Die Gesellschaft, vertreten durch Politik und Funktionäre, erwartet entweder unter dem Mantel der ethischen Verantwortung vom Leistungsanbieter Zahnarzt trotz der wirtschaftlichen Zwänge eines Selbstständigen, eine suboptimale Behandlung oder die korrekte Behandlung pro bono durchzuführen, oder sie erachtet die endodontische Erhaltung eines Zahnes nicht generell als solidarisch finanzierbar, so dass der Zahnarzt die Behandlung direkt mit dem Patienten vereinbaren muss.
Aus sozialen Gesichtspunkten ist die aufwendige und nicht kostendeckende Behandlung in Einzelfällen eine Selbstverständlichkeit, wird dies jedoch von Funktionären und Politik verallgemeinert und zur »Kostensenkung« im System verwendet, sollte sich jeder Behandler überlegen, welchen Weg er geht!
Die Behandlung von Molaren zulasten der GKV wurde stark eingeschränkt und darf nur zur Vermeidung einer einseitigen Freiendsituation, zur Erhaltung einer geschlossenen Zahnreihe oder zum Erhalt eines vorhandenen Zahnersatzes erfolgen. Zudem muss von vornherein der Erfolg gesichert sein. Das bedeutet im Umkehrschluss, dass Umstände, die den Erfolg der Behandlung infrage stellen können, wie beispielsweise apikale Parodontitiden, gekrümmte oder obliterierte Kanäle, eine Privatbehandlung bedingen.
Der Zahnarzt steht im Spannungsfeld zwischen möglicher Erhaltung des Zahnes und dessen Entfernung. Ist der Patient nicht bereit oder in der Lage, die Kosten selbst aufzubringen, so bleibt als Alternative nur die Entfernung des Zahnes. Häufig entscheiden sich Patienten in diesem Fall gegen eine endodontische Behandlung und für ein Implantat. Das Implantat ist ihnen »mehr wert!«.
Daneben weigern sich Patienten unter Umständen trotz intensiver Aufklärung, eine indizierte endodontische Behandlung durchführen zu lassen (z. B. Revision bei zu erneuernder Restauration), da der betreffende Zahn keinerlei Beschwerden macht.

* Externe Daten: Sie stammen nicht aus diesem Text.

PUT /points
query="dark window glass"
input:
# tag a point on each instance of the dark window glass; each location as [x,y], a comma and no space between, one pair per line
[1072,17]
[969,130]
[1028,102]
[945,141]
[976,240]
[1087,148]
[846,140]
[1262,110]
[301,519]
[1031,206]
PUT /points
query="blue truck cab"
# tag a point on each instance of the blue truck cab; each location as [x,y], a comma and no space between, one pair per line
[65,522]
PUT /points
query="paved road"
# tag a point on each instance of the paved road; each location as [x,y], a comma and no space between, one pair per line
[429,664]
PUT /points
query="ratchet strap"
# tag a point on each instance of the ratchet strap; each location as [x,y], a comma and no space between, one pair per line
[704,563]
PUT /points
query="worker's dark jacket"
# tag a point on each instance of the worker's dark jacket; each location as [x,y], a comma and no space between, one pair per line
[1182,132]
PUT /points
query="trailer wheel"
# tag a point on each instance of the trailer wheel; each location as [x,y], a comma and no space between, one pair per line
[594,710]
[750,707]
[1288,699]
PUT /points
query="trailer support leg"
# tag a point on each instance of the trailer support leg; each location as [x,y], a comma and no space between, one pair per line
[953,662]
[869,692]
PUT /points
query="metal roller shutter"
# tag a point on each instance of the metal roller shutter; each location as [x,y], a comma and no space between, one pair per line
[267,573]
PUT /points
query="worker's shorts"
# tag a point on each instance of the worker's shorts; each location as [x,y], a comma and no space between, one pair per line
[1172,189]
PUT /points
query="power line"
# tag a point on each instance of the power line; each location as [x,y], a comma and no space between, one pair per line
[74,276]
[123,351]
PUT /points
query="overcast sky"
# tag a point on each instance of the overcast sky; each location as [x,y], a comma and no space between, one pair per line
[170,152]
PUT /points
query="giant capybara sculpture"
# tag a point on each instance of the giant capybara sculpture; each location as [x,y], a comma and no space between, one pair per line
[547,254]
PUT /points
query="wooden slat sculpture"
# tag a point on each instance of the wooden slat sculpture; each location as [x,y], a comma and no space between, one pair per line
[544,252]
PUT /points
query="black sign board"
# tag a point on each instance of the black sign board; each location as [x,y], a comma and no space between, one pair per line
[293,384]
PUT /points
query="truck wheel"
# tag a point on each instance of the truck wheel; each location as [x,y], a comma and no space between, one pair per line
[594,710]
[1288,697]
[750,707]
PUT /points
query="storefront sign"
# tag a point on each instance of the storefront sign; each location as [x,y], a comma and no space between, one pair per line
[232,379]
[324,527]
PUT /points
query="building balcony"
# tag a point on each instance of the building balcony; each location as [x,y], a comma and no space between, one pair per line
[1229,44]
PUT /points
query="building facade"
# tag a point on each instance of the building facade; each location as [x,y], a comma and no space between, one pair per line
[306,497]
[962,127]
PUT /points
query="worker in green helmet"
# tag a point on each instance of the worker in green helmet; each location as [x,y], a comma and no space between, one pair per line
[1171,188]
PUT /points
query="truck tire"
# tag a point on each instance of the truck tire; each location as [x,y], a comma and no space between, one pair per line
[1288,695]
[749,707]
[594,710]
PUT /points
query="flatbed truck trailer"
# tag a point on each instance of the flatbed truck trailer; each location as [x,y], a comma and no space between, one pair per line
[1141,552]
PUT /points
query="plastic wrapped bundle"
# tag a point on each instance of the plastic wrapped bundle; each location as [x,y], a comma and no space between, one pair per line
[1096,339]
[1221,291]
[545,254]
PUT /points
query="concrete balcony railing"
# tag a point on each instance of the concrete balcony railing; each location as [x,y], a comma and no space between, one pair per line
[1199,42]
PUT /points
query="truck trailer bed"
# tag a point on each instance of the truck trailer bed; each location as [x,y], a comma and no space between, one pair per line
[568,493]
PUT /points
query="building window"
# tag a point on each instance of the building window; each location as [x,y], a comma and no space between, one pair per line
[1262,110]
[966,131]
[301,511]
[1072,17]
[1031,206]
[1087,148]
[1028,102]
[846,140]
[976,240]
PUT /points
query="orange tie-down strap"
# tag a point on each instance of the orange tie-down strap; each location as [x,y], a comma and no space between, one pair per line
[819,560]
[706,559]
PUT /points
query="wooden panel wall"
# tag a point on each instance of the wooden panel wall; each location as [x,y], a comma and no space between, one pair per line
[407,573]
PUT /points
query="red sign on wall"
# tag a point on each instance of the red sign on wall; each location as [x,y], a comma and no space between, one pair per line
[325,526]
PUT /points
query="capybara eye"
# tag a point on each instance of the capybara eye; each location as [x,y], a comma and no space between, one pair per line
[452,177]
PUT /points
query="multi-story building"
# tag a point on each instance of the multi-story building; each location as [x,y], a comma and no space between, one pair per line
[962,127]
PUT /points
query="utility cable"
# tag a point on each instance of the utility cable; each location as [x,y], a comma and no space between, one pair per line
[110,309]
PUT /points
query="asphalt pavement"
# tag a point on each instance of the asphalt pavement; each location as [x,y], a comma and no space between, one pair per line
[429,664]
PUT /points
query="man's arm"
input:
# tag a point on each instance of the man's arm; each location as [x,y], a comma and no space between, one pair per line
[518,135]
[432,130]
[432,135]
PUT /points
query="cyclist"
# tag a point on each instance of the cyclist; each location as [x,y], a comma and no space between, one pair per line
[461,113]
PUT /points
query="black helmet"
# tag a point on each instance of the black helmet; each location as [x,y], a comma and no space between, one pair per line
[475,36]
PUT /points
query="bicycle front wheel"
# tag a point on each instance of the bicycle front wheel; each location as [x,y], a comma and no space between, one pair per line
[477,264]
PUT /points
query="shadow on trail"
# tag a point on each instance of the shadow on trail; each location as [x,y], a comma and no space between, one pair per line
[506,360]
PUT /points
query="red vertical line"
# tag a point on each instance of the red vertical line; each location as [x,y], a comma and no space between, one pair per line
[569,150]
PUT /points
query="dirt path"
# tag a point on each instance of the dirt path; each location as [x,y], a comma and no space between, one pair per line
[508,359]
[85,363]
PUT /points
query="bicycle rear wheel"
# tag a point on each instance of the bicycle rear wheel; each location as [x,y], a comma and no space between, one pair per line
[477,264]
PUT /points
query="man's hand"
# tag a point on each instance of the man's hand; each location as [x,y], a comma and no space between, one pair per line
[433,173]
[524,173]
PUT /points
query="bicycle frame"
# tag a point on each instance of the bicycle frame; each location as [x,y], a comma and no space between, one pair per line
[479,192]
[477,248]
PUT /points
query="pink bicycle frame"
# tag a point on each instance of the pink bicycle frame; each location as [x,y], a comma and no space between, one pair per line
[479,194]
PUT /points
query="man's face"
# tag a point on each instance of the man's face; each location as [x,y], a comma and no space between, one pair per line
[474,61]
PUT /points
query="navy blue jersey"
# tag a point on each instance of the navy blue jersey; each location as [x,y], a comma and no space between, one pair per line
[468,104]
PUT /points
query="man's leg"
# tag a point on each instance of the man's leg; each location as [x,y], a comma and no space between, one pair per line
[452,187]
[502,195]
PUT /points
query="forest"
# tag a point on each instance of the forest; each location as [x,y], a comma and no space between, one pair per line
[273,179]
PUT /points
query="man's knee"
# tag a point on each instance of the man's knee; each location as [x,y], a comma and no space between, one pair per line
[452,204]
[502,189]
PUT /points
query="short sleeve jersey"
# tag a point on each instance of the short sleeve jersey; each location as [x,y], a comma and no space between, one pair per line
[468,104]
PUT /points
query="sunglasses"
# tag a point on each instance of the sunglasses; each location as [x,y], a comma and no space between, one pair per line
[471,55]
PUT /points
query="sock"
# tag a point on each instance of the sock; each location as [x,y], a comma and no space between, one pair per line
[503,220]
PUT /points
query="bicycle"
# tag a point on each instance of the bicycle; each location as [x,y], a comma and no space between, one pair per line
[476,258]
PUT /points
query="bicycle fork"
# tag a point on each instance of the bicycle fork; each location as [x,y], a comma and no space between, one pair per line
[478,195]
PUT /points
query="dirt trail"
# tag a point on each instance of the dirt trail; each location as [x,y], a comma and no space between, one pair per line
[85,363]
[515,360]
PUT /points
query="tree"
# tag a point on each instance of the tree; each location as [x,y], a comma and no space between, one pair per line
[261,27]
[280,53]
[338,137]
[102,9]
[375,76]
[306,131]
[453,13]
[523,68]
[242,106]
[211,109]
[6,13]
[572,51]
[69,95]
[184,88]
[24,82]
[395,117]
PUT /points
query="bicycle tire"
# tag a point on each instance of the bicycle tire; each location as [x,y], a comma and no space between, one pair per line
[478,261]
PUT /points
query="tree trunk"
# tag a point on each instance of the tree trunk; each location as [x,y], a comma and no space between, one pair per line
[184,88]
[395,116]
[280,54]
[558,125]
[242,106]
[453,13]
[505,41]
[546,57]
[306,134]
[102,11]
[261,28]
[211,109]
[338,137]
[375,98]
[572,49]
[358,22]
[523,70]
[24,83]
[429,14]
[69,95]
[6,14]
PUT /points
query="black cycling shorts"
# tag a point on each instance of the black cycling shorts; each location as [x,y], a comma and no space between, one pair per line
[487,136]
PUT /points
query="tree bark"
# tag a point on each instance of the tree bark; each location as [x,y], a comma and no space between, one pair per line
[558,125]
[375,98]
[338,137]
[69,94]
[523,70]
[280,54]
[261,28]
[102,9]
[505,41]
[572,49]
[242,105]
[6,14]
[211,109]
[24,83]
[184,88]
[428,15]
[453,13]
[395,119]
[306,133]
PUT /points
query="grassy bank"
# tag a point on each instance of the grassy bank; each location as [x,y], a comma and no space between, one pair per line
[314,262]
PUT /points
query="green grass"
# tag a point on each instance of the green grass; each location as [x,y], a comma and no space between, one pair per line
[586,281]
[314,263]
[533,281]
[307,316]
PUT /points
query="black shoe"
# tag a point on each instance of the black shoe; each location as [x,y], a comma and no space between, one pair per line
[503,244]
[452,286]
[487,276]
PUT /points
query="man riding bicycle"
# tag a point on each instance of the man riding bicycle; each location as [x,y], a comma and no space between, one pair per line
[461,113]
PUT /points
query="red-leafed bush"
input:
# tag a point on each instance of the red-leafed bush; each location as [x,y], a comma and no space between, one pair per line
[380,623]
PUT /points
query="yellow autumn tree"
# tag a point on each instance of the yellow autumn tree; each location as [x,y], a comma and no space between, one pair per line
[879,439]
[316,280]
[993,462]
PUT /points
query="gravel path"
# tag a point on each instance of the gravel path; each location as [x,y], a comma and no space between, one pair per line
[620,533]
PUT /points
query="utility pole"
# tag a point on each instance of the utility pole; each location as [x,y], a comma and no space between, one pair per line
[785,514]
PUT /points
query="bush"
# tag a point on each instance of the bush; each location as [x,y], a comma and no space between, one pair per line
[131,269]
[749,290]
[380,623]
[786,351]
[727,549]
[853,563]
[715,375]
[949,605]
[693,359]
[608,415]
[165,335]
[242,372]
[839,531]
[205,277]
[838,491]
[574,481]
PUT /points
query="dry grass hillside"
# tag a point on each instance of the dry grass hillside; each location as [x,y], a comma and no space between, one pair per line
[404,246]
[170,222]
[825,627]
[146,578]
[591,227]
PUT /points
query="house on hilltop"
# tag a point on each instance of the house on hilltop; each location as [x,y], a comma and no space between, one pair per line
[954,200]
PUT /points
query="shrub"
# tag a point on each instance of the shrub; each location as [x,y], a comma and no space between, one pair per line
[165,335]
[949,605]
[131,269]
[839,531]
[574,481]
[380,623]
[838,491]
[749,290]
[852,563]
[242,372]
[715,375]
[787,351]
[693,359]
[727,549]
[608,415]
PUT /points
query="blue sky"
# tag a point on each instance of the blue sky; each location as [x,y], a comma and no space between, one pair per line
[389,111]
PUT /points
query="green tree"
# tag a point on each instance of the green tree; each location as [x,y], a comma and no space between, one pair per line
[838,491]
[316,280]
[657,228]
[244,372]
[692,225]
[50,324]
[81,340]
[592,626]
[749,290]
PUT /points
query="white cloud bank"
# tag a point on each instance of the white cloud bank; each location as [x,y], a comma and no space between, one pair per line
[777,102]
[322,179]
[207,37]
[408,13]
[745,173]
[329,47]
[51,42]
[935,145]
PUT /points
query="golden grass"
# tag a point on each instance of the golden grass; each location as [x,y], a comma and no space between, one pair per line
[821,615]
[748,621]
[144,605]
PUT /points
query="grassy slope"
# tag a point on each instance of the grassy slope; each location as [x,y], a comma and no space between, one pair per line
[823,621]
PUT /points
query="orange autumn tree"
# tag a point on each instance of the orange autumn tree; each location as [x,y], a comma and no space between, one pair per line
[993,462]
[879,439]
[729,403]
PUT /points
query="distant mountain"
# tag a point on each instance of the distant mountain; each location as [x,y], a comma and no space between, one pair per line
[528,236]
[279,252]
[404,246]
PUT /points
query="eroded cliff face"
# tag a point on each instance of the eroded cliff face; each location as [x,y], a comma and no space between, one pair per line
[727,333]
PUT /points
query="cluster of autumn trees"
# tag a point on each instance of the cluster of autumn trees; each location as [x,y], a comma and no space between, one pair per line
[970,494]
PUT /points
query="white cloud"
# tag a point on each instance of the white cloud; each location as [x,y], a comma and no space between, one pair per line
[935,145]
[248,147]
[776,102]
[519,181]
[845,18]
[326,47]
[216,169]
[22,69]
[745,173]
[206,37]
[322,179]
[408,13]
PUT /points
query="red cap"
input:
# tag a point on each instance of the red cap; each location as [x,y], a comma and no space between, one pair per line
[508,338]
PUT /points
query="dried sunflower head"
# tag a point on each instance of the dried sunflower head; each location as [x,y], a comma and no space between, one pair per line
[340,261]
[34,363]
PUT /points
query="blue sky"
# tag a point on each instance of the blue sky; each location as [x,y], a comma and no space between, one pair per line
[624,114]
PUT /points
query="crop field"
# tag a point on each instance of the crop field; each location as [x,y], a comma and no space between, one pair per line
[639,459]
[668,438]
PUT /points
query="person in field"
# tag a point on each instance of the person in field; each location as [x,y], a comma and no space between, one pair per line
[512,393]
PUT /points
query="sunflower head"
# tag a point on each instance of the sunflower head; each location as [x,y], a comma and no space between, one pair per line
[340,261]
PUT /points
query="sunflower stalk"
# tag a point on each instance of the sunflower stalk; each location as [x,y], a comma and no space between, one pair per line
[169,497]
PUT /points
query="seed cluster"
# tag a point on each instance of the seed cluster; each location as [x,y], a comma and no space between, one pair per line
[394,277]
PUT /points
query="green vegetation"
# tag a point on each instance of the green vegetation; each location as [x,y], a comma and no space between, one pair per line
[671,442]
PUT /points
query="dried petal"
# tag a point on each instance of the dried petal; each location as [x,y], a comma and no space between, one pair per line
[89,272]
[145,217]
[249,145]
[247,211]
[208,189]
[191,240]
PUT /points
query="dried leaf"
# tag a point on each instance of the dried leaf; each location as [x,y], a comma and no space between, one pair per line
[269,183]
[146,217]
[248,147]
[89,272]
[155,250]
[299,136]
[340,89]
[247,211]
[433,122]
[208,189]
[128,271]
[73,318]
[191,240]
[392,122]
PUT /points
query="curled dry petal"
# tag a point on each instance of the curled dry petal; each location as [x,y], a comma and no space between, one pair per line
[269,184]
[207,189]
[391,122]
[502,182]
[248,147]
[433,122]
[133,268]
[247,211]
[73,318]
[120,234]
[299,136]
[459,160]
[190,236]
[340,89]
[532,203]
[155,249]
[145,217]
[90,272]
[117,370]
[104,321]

Die Implantologie ist heute eine Standardtherapie mit hoher Erfolgssicherheit
und eine Therapiealternative zum Erhaltungsversuch eines Zahnes durch eine
endodontische Behandlung.
Die Wurzelkanalbehandlung sollte die Erhaltung des Zahnes über zehn Jahre hinaus
ermöglichen, um mit einem Implantat »konkurrieren« zu können. Kann dies nicht
gewährleistet werden oder ist der damit verbundene medizinische oder
wirtschaftliche Aufwand im Einzelfall zu hoch, so muss die Zahnentfernung und
die Eingliederung eines enossalen Implantates erwogen werden. Diese Entscheidung
ist rechtzeitig zu treffen, da der Erhalt des alveolären Knochens den Aufwand
und die Erfolgssicherheit der Implantation beeinflusst. Endochirurgische
Maßnahmen sollten deshalb unter dem Aspekt zusätzlicher Knochendefekte für ein
potenzielles Implantatlager beurteilt werden.